2. The tax is levied for a public purpose and does not violate the rule of uniformity in

The petitioner further argues that the tax in question is invalid, first, because it is not levied for a
public purpose as no special benefits accrue to mail users as taxpayers, and second, because it
violates the rule of uniformity in taxation.

The eradication of a dreaded disease is a public purpose, but if by public purpose the petitioner
means benefit to a taxpayer as a return for what he pays, then it is sufficient answer to say that
the only benefit to which the taxpayer is constitutionally entitled is that derived from his
enjoyment of the privileges of living in an organized society, established and safeguarded
by the devotion of taxes to public purposes.

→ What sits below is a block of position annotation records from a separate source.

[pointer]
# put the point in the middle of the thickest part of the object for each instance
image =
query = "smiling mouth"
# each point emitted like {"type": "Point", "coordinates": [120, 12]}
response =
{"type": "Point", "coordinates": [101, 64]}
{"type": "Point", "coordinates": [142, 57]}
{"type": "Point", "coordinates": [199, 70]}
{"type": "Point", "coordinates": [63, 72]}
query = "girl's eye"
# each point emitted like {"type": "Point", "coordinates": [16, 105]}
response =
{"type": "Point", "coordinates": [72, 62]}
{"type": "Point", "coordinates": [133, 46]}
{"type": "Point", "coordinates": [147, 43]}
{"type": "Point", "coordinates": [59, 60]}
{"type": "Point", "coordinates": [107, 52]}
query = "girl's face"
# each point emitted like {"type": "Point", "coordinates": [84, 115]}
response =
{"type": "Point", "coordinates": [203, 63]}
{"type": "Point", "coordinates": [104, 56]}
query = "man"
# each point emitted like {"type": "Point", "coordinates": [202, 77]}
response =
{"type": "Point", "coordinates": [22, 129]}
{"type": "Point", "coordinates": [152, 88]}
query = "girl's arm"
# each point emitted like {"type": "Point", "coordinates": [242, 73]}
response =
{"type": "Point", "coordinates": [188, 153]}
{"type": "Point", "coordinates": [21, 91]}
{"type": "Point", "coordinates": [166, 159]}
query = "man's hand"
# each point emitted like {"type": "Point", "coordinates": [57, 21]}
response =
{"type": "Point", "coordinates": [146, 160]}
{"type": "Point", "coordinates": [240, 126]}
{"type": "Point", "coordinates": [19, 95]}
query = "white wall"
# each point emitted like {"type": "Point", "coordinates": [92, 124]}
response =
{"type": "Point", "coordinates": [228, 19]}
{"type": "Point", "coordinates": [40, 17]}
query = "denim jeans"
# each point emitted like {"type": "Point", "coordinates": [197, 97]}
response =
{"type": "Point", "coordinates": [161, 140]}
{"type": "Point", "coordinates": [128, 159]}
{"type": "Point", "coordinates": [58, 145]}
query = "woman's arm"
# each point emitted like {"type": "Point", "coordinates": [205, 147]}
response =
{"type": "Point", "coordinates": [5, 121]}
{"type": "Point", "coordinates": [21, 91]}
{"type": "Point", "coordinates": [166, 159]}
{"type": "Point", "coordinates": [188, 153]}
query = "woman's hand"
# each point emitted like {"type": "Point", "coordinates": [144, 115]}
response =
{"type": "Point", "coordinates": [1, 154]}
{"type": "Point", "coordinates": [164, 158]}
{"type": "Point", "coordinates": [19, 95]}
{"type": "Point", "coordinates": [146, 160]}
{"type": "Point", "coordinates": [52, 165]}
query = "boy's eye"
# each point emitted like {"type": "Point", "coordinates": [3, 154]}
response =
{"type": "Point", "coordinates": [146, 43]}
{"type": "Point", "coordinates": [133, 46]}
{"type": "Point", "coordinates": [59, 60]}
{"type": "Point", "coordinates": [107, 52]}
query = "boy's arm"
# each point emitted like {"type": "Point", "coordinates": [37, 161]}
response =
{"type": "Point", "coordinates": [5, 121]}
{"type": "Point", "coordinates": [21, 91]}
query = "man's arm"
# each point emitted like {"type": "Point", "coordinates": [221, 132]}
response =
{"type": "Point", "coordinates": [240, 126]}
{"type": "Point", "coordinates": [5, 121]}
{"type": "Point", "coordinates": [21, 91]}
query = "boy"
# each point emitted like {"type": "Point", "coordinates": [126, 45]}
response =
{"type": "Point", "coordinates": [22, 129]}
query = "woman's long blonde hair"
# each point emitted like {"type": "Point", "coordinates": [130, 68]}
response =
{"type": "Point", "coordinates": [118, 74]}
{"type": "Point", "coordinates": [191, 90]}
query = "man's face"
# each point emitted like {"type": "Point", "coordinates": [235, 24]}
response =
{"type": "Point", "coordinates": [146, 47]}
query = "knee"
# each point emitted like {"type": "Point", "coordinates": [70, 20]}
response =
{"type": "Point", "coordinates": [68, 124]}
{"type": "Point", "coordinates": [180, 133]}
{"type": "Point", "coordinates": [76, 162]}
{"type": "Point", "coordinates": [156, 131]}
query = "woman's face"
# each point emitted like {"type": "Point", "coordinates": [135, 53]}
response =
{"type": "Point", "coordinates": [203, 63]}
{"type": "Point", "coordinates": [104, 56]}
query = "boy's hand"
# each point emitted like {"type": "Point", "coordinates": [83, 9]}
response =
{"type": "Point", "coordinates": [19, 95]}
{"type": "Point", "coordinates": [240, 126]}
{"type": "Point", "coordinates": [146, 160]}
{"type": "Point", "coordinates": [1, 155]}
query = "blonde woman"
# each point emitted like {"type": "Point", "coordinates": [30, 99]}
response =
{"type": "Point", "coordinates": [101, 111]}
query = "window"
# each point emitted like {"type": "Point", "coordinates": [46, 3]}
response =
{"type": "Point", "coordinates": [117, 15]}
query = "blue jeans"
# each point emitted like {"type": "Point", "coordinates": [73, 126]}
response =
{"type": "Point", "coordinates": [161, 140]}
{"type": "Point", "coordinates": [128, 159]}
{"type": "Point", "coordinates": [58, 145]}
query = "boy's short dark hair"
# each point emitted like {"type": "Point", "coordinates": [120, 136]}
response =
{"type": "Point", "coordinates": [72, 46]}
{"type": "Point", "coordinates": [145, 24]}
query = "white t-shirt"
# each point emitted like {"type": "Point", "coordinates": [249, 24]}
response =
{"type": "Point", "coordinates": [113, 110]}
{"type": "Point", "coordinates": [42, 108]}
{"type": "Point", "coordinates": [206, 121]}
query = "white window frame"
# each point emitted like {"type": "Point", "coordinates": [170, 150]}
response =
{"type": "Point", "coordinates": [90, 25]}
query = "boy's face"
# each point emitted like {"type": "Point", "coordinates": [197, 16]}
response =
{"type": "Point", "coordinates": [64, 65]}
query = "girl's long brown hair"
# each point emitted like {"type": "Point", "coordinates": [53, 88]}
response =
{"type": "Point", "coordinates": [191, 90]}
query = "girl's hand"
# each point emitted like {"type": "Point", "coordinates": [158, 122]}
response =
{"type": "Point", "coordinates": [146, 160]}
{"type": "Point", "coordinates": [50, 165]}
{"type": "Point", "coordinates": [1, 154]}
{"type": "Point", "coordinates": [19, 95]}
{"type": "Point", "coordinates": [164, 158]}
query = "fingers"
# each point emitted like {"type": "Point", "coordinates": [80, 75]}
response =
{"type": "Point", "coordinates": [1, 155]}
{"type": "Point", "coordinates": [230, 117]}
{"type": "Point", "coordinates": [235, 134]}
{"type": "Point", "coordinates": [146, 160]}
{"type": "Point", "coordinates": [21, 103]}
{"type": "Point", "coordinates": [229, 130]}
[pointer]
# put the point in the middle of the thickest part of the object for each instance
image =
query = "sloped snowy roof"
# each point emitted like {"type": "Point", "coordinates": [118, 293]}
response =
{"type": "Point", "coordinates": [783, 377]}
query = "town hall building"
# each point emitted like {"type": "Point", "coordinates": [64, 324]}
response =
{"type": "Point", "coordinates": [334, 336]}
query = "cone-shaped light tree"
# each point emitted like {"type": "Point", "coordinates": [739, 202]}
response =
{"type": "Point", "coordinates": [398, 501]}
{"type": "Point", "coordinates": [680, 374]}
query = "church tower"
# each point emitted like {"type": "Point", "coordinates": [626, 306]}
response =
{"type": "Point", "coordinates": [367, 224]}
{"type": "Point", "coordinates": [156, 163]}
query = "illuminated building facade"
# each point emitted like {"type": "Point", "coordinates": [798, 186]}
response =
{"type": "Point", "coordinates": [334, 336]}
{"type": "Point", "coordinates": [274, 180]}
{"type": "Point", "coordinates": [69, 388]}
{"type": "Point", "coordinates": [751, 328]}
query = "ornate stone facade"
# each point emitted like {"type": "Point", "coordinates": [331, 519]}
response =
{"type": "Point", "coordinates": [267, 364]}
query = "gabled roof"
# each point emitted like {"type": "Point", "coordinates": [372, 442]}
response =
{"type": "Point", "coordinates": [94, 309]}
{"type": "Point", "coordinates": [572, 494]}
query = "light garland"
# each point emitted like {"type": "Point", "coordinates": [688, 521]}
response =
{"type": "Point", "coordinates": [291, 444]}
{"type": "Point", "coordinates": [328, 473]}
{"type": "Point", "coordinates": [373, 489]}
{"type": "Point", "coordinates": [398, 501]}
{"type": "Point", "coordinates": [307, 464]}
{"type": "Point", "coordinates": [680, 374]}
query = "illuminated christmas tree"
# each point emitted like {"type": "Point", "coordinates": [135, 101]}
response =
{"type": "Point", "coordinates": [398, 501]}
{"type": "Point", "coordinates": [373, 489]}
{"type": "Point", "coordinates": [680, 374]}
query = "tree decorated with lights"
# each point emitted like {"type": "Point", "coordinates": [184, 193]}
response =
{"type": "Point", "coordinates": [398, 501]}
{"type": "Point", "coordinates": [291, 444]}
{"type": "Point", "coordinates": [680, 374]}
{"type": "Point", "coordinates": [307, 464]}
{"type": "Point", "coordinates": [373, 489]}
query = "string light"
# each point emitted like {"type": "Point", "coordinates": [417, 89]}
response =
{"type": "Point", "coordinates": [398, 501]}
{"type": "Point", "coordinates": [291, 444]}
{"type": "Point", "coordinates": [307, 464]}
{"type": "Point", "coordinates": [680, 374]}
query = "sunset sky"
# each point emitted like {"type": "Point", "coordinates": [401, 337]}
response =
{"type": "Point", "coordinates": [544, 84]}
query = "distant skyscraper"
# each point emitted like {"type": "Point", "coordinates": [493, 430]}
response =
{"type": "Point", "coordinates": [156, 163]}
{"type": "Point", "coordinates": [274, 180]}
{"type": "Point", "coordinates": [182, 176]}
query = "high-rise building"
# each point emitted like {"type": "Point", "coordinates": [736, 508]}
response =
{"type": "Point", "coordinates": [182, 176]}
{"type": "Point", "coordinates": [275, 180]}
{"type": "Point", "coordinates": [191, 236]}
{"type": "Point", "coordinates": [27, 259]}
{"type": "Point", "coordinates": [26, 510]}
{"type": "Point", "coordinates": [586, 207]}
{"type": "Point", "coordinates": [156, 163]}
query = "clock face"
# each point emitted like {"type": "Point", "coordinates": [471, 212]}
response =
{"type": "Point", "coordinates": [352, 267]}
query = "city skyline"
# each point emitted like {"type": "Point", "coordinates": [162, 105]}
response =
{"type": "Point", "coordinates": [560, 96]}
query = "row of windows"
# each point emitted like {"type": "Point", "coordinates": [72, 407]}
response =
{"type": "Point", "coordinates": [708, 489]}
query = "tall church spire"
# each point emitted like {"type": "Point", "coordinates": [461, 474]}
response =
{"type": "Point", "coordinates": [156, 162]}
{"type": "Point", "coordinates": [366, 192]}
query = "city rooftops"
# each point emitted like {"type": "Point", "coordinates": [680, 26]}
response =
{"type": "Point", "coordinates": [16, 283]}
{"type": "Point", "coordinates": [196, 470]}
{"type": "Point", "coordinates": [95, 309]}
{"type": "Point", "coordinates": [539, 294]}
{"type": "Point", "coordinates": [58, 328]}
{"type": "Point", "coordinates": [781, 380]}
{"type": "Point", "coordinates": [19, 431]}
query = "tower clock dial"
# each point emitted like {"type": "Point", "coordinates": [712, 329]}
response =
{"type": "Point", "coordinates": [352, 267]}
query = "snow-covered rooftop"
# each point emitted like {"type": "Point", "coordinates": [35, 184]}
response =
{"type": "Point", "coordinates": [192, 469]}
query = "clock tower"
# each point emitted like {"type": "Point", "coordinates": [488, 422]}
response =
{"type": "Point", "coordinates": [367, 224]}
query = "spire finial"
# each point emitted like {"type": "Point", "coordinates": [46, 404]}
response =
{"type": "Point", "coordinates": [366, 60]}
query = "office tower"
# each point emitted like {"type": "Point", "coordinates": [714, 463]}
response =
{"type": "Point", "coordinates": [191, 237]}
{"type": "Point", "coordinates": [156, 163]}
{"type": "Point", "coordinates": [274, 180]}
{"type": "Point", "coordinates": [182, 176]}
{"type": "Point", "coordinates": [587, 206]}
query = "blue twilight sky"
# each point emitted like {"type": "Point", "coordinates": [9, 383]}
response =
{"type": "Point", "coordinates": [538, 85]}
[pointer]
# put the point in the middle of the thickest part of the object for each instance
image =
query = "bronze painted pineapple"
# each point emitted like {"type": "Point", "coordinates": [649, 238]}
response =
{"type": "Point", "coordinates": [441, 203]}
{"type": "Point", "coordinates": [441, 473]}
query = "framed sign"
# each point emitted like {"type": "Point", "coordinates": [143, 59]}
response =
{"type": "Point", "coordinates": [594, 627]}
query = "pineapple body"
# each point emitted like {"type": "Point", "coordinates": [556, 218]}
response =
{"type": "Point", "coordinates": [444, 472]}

Nor is the rule of uniformity and equality of taxation infringed by the imposition of a flat rate rather
than a graduated tax. A tax need not be measured by the weight of the mail or the extent of the
service rendered. We have said that considerations of administrative convenience and cost afford
an adequate ground for classification. The same considerations may induce the legislature to
impose a flat tax which in effect is a charge for the transaction, operating equally on all persons
within the class regardless of the amount involved.

3. Administrative Order is VALID and is within the power of the Postmaster

The petitioner claims that the statute is so broadly drawn that to execute it the respondents had to
issue administrative orders far beyond their power.

Administrative Order 3, as amended by Administrative Orders 7 and 10, provides that for certain
classes of mail matters (such as mail permits, metered mails, business reply cards, etc.), the
five-centavo charge may be paid in cash instead of the purchase of the anti-TB stamp. It
further states that mails deposited during the period August 19 to September 30 of each year in
mail boxes without the stamp should be returned to the sender, if known, otherwise they should
be treated as nonmailable.

It is true that the law does not expressly authorize the collection of five centavos except through
the sale of anti-TB stamps, but such authority may be implied in so far as it may be necessary to
prevent a failure of the undertaking. The authority given to the Postmaster General to raise
funds through the mails must be liberally construed, consistent with the principle that
where the end is required the appropriate means are given.